DW: Marketers today know they can't just win over consumers by focusing on the functional aspects of their brands - the benefits, facts and figures. Instead, they are trying now to "connect with consumers emotionally." This has led to the rise of what Fast Company dubbed "Sadvertising" where every ad seems to be trying to get you to cry. I think this is a too literal interpretation of how emotions work - they are just trying to elicit emotions, rather than building a long term emotional feeling for their brand. Do you agree? How would you advise marketers on the role emotions can play in advertising and in building brands?
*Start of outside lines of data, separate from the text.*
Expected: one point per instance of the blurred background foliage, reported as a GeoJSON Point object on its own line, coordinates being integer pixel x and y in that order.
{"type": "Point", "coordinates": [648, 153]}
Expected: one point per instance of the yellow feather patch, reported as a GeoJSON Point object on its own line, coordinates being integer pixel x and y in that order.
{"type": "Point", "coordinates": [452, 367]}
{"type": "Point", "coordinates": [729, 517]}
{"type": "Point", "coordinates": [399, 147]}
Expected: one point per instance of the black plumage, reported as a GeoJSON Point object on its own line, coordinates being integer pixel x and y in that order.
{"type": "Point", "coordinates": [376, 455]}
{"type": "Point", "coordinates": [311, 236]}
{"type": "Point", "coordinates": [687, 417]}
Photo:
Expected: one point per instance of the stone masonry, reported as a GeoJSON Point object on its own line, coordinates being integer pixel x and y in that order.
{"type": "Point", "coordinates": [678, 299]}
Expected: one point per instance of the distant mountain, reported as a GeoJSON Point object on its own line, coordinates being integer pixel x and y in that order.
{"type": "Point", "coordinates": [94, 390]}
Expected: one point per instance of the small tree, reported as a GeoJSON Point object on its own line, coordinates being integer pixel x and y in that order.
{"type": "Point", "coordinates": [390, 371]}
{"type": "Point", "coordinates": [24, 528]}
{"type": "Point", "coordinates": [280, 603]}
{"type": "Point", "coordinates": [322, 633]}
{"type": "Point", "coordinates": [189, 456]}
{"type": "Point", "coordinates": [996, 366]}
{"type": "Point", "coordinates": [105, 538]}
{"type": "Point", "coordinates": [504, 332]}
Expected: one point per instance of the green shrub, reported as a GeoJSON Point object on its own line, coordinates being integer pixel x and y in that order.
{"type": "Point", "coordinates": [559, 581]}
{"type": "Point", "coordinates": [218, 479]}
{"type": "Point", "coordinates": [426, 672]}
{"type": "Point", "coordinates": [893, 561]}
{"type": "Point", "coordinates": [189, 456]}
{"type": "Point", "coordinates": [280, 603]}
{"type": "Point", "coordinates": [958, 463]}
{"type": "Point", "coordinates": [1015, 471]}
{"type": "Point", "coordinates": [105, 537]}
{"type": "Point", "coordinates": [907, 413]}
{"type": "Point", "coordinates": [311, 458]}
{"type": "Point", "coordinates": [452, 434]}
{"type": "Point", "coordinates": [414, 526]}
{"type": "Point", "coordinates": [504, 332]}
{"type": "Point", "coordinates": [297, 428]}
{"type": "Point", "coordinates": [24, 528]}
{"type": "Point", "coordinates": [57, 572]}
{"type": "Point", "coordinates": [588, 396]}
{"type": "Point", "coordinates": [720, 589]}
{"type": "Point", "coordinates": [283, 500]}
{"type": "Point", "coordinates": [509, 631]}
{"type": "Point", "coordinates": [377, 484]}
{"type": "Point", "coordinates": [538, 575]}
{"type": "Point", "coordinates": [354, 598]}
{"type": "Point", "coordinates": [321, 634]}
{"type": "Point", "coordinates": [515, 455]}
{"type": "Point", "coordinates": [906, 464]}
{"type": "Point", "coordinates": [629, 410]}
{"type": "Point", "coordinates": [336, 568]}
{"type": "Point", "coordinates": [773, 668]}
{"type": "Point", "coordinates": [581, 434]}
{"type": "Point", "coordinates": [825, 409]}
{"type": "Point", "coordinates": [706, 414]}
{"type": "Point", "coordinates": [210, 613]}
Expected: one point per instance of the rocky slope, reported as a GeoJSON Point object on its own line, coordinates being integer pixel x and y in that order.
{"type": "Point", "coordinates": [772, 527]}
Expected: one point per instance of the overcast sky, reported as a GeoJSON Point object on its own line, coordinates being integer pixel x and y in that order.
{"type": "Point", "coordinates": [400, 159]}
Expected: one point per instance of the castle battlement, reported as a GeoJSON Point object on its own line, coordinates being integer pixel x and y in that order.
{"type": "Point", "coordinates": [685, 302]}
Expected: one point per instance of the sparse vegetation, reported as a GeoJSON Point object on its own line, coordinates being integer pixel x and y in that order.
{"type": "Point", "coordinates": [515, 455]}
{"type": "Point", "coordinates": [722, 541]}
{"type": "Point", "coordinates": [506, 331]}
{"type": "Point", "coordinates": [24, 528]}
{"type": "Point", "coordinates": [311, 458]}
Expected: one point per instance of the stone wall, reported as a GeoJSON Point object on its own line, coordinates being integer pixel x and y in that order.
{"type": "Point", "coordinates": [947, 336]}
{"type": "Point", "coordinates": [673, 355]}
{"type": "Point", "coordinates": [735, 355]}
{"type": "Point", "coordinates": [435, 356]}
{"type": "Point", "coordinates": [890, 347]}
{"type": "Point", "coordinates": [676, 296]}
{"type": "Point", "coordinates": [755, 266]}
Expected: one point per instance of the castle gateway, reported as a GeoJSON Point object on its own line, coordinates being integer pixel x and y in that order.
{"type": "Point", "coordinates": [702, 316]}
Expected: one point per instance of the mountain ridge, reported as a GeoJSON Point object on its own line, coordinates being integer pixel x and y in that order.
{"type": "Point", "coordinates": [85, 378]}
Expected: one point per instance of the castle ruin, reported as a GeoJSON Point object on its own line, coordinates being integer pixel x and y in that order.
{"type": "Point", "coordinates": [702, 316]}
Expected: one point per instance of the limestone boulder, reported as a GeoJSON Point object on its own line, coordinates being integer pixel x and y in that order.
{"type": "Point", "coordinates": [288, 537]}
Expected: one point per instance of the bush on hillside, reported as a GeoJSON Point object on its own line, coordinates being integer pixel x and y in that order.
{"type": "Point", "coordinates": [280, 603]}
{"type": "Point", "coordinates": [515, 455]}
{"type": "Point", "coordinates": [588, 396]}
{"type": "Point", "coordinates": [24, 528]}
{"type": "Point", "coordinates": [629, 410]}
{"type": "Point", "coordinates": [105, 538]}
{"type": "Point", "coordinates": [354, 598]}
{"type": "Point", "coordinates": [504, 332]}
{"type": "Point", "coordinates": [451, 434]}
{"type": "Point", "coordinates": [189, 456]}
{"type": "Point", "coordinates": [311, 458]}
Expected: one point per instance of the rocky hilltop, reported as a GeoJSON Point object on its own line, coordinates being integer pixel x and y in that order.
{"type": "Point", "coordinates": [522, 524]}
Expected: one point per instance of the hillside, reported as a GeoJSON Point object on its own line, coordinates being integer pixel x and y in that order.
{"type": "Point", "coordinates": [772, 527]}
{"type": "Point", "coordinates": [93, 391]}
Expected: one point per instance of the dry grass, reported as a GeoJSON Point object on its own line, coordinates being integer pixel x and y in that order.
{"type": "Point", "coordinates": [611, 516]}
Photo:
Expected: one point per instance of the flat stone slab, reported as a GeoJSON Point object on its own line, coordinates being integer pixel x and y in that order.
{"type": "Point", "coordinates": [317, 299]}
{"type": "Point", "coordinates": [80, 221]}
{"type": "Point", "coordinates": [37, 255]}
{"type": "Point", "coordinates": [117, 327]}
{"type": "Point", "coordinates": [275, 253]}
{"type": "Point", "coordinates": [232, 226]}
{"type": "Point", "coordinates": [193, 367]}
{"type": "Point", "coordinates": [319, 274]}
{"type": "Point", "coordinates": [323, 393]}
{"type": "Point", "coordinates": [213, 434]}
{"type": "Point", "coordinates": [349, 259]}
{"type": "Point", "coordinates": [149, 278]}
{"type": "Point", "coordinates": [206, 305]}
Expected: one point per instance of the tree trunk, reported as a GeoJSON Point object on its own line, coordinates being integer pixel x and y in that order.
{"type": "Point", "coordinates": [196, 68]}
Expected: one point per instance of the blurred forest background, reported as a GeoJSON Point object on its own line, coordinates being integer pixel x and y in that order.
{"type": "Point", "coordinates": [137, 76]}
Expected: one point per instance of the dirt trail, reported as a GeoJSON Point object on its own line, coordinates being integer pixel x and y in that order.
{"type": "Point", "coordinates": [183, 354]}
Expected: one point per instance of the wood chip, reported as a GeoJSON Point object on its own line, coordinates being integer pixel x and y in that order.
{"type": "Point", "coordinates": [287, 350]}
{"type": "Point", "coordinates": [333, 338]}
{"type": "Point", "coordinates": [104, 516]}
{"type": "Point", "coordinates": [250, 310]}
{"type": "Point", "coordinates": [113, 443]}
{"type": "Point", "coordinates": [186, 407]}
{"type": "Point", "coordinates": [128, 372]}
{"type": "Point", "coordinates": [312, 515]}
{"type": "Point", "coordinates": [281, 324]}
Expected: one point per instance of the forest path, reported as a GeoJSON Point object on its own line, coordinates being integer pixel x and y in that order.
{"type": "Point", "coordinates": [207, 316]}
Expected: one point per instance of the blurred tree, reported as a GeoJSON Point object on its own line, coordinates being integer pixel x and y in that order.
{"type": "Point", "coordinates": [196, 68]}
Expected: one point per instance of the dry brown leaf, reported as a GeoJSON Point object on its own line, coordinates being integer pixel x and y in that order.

LFB: The brain, as I mentioned in my answer to your first question, is constantly making predictions of what will happen in the next moment. These guesses not only become your emotions, they also drive all of your experiences, perceptions, and actions. So if you want someone to feel good about your product long-term, you need to influence their predictions. This is best done through repetition, continually associating your product with things that the customer finds pleasant. Each of these associations will be encoded in the customer's brain as a past experience that seeds predictions, which become the experiences and actions of the future. It is also worth pointing out, as I explain in my book, that in the architecture of the brain, experiences result from automatic decisions to action, not the other way around.